Pour cette Agrippina de Haendel, Rebecca Ringst a conçu l’un de ces dispositifs métalliques, froids, sinistres, qu’elle affectionne. La scène du Prinzregententheater est laissée, une fois de plus, complètement apparente (un véritable poncif : on connaît par cœur ces murs noirs, ces tuyaux, ces câbles, ces radiateurs, etc.), avec juste un large parallélépipède tournant au centre, sorte d’immeuble d’acier à deux étages, dont les ouvertures sont tantôt occultées, tantôt révélées par des stores électriques.
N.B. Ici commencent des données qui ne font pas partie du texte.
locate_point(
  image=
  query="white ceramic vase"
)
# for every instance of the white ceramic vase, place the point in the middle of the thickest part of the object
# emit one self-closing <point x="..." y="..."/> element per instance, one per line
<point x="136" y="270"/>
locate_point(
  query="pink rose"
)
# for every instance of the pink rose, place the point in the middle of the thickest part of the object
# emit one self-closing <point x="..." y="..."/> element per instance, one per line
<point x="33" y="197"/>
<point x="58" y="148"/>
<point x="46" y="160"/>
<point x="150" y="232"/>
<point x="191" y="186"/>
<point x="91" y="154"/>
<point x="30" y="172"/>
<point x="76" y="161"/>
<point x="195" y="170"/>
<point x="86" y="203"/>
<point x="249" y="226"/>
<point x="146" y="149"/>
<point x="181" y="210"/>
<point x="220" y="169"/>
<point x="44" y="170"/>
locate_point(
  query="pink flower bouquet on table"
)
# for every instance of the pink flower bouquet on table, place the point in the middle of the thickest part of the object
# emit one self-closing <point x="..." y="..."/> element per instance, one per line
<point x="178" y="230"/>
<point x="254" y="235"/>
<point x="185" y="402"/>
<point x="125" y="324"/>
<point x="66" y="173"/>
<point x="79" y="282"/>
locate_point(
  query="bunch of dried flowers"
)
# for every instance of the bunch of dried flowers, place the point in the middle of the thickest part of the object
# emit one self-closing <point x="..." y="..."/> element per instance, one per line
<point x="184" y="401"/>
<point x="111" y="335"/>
Esthétiquement, c’est vraiment le service minimum, mais l’ensemble est pratique, offrant de quoi ménager à vue de nombreux espaces de jeu différents, dont un étroit escalier sans doute assez exténuant pour les chanteurs, à sans cesse escalader ou dévaler.
Beaucoup plus créatifs, les costumes de Klaus Bruns, résolument contemporains, jouant malicieusement de tous les codes vestimentaires du moment. Cravates voyantes et complets deux pièces trop cintrés pour les seconds couteaux, turbans et drapés luxueux pour Agrippina, jolie collection de toilettes haute couture pour Poppea, et surtout d’impayables dégaines pour Nerone, « bad boy » de bonne famille surchargé de tatouages, bagues et piercings.
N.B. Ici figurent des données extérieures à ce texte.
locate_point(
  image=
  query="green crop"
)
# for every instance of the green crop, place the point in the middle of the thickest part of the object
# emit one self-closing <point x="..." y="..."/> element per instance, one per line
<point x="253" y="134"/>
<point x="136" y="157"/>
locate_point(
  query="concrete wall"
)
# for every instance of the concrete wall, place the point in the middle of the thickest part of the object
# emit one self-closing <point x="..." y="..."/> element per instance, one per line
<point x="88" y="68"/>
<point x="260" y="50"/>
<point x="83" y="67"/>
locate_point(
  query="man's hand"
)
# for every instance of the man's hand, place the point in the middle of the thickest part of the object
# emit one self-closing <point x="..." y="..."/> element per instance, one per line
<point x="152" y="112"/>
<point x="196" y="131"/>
Mais l’apport déterminant à la réussite de la soirée, outre le génie de Haendel, dont cette Agrippina de jeunesse, petit bijou de comédie grinçante, reste l’un des plus délicieux chefs-d’œuvre, c’est bien à Barrie Kosky qu’on le doit. Selon ses propres dires, le metteur en scène australien ne prémédite pas sa conception des personnages. Son travail s’effectue principalement au cours des répétitions, en fonction du « matériau » humain à disposition, afin de tirer de chaque interprète ce qu’il peut donner de meilleur. Et le résultat est totalement génial.
Dès le départ, les mimiques rusées d’Alice Coote, Agrippina constamment conspiratrice, donnent le ton. La mezzo britannique n’est plus au meilleur de sa forme, avec des aigus négociés systématiquement en force, mais sa performance reste absolument brillante. À l’opposé, toute juvénile, délicieuse danseuse aux pieds légers, la soprano française Elsa Benoit est une Poppea de pur charme, malgré une voix pas encore tout à fait assez charpentée pour l’emploi.
La basse italienne Gianluca Buratto campe un excellent Claudio, chef militaire harassé par son environnement domestique. Mais le meilleur est certainement à trouver parmi les contre-ténors. Bien sûr, en Nerone, Franco Fagioli, formidable génie comique et vocaliste étourdissant (son « Come nube, che fugge dal vento », avec un da capo insensé, orné jusqu’au délire, fait crouler la salle !), mais aussi le merveilleux Iestyn Davies, Ottone élégiaque aux fascinantes rechanges de couleur.
Superbe travail en fosse de la part d’Ivor Bolton, que l’on n’avait encore jamais entendu aussi inspiré : phrasés larges et enveloppants, plus aucun maniérisme trop appuyé… Une véritable fête de timbres et de juste expressivité.